A rapid loss of inotropy can be caused by drug toxicity, electrolyte imbalance, acute myocardial ischemia, myocarditis, and prolonged ventricular tachycardia.
Chronic heart failure
Chronic HFrEF (red loop in above figure) is a condition whereby the heart responds over months and years to underlying diseases or conditions, such as valve disease, cardiomyopathies or ischemic heart disease. Long-term systolic dysfunction is associated with an increase in blood volume produced by neurohumoral compensatory mechanisms that contribute to increased ventricular filling and end-diastolic volume and pressure. Chronic volume overloading of the ventricle triggers structural remodeling, which leads to dilation of the ventricle. This results from new sarcomeres being added in-series to existing sarcomeres. These structural changes increase ventricular compliance and cause a shift in the end-diastolic pressure-volume relationship (EDPVR) downward and to the right (i.e., reduced slope). This enables the ventricle to accommodate an increased filled volume and blunts the increase in end-diastolic pressure and left atrial pressure, although chronic HFrEF is frequently associated with sufficiently elevated pulmonary pressures to cause pulmonary congestion and edema.
HFrEF is associated with a dilated, highly compliant, volume overloaded ventricle (increased end-diastolic volume, EDV). Despite the increased compliance, the end-diastolic pressure (EDP) is still elevated. This elevated pressure is transmitted back into the left atrium and thereby increases the left atrial pressure (LAP), the pulmonary capillary wedge pressure (PCWP), and the proximal pulmonary venous (PVP) and pulmonary artery (PAP) pressures. Stroke volume (SV) and EF are decreased. Right ventricular EDP and right atrial pressure (RAP) may also become elevated.
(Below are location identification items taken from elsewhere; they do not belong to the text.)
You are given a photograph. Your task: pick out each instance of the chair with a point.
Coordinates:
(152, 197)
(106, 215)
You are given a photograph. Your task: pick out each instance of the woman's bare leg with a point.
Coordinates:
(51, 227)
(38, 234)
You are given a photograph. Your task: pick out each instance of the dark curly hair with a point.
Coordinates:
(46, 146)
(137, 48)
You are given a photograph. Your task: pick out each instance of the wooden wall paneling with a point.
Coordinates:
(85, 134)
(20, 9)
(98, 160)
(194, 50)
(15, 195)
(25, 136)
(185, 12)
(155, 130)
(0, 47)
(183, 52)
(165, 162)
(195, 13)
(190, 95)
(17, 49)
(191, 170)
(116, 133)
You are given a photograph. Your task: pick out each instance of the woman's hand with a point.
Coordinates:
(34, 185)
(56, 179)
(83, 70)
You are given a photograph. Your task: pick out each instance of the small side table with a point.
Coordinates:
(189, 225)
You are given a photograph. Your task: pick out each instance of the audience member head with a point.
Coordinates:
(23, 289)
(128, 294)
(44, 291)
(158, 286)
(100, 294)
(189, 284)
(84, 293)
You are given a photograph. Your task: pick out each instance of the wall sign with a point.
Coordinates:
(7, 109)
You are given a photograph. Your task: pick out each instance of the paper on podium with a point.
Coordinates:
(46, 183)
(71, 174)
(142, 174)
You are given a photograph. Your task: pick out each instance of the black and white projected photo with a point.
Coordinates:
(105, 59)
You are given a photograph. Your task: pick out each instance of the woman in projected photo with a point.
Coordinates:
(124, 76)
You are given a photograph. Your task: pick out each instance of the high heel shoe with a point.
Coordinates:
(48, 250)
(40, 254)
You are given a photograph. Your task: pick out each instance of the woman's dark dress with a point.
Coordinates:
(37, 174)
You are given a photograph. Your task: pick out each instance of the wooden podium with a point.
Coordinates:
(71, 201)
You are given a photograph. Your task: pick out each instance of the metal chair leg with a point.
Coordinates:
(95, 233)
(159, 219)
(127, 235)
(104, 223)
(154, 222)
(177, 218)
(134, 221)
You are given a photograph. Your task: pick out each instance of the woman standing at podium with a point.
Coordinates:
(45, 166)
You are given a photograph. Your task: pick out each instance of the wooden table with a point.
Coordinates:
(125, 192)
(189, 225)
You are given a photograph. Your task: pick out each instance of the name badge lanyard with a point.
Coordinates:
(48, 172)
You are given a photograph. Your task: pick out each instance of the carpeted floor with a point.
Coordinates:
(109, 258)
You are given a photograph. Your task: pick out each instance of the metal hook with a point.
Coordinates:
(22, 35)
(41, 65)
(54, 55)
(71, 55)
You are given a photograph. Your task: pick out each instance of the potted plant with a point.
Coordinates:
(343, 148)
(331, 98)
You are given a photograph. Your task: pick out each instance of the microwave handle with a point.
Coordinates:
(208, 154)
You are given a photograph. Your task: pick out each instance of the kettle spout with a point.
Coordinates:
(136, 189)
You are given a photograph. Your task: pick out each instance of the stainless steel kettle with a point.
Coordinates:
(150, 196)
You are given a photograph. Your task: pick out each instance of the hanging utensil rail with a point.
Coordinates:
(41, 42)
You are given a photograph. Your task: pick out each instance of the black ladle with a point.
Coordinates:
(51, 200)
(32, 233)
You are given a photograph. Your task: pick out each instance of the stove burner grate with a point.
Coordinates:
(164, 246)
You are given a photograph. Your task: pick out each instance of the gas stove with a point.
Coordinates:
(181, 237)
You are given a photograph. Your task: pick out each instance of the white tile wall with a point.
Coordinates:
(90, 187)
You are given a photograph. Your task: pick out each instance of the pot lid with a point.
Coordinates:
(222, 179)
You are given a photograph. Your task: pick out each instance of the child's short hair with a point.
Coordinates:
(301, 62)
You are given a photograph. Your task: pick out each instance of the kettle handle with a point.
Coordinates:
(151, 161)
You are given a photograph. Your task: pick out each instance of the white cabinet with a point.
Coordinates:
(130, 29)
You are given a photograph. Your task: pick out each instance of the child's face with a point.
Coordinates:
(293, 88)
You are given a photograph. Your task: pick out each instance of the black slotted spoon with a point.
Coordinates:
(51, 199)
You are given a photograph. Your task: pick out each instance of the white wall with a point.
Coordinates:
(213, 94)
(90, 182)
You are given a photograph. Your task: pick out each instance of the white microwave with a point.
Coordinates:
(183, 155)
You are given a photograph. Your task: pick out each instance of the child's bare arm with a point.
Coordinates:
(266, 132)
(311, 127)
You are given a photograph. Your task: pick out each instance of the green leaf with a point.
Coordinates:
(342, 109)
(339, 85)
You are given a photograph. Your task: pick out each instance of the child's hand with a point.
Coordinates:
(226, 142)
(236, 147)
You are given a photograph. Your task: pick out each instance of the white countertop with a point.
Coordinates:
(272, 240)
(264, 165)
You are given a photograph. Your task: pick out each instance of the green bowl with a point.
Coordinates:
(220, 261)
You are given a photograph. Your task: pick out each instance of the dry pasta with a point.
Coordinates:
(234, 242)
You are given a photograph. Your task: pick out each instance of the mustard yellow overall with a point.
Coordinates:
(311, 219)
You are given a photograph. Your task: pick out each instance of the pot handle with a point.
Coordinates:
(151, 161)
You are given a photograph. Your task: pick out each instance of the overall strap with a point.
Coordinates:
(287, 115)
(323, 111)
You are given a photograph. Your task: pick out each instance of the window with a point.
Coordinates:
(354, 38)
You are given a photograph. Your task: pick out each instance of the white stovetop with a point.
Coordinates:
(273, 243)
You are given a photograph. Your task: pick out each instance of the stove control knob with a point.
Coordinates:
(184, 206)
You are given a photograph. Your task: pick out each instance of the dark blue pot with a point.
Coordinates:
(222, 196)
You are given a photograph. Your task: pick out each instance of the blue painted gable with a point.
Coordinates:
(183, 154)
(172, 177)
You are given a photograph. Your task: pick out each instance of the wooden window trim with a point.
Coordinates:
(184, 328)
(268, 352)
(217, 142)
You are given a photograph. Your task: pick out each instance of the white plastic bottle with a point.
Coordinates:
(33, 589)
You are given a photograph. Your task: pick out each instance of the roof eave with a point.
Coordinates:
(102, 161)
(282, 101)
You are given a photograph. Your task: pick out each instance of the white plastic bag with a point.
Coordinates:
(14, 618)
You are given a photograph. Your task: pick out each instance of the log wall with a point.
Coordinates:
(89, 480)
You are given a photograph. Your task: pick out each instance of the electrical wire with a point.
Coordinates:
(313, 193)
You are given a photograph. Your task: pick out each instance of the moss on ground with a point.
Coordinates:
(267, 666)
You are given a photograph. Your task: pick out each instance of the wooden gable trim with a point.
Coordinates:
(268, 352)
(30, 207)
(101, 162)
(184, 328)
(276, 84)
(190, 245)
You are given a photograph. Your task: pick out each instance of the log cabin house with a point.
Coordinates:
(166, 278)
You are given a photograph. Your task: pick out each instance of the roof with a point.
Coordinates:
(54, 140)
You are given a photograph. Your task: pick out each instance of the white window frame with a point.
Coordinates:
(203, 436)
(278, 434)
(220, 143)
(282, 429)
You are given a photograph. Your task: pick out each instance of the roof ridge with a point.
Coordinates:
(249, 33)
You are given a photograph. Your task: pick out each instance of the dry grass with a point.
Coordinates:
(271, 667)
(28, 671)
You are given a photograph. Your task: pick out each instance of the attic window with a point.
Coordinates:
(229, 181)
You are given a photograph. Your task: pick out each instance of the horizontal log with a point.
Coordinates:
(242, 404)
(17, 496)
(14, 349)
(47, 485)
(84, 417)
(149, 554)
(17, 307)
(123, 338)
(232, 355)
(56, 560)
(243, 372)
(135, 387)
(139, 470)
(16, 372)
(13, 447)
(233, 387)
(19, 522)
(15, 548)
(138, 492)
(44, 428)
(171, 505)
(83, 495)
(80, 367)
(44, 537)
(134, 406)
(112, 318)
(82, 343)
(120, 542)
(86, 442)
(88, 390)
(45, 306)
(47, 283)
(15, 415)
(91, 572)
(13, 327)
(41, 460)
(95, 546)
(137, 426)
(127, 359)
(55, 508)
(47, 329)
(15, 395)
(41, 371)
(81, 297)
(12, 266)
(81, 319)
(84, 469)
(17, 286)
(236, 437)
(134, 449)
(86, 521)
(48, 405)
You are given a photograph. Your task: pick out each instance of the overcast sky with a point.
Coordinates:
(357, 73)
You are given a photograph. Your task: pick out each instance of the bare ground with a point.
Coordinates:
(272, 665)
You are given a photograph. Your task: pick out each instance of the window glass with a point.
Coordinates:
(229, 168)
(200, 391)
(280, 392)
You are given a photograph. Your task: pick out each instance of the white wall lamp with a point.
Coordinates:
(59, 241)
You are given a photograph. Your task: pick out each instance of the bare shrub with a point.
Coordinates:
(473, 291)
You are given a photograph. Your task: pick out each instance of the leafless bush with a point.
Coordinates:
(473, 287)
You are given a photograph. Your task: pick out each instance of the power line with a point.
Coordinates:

An important and deleterious consequence of systolic dysfunction is the increase in pulmonary pressures. This can lead to pulmonary congestion and edema. If the right ventricle is in systolic failure, the increase in end-diastolic pressure will be reflected backwards into the right atrium and systemic venous vasculature. This can lead to peripheral edema and ascites.
Treatment for systolic dysfunction (HFrEF) involves the use of inotropic drugs, afterload reducing drugs, venous dilators, and diuretics. Inotropic drugs include digoxin and drugs that stimulate the heart via beta-adrenoceptor activation or inhibition of cAMP-dependent phosphodiesterase. Afterload reducing drugs (e.g., arterial vasodilators) augment ventricular ejection by increasing the velocity of fiber shortening (see force-velocity relationship). Venous dilators and diuretics are used to reduce ventricular preload and venous pressures (pulmonary and systemic) rather than augmenting systolic function directly.